Note that throughout the analysis, the dataset is considered to be representative of the whole bank. Hence the conclusions drawn from the dataset are considered a representation of the bank as a whole. In reality, this should be carefully verified!
2. Descriptive visualizations using Tableau
The software package Tableau was used to create some visualizations. A series of a visualized A/B tests will be performed. What this means is that no statistical significance will be assess at this point. This step is nontheless important and aims to gain familiarity with the dataset as well as identifying possible routes to investigate further into. In a real case scenario, this would include lots of management with stakeholders and could possibly open up alternative areas to investigate later on, outside the scope of the current project.

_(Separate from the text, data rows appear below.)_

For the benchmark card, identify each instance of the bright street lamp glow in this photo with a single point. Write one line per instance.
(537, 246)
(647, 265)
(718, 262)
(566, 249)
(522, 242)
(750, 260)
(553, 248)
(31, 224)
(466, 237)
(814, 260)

This visualization was detailed in the Udemy-course “Data Science A-to-Z” from Kirill Eremenko.
Geography
The bank has customers from three countries: France, Germany, and Spain. As can be seen in the graphic, around half of the banks 10000 customers are registered in France. The rest of the customers are shared between Spain and Germany in equal proportion (25%).
Does the country in which the customer is registered have an impact on the churn? The graphic below shows the percentage of the total number of customers in that country that stayed with the bank and that percentage of customers that left the bank in each country. The shaded line at 20% represents the overall percentage of customers that left the bank, which is 20%, regardless of any feature. One can see that there seems to be a correlation between the country and the churn of a customer. At this point the idea is not to verify if this is a statistically significant finding, that will be done at a later stage.
Gender
In the dataset the distribution of the two gender labels is about equal, around 45% of the customers are female and the remaining 55% are male. That is summarized in the graphic below, that also contains the actual number of customers from each gender that left the bank. From the relative numbers, one can infer that a female customer is more likely to leave the bank thank a male customer, since 25% of females have left the bank and only 16% of males compared to the 20% baseline. Similar to the geography feature, this difference should be tested for statistical significance later.
HasCrCard
More than double the number of customers have a credit card with the bank – 7000 in total – compared to the 3000 that do have a credit card with the bank.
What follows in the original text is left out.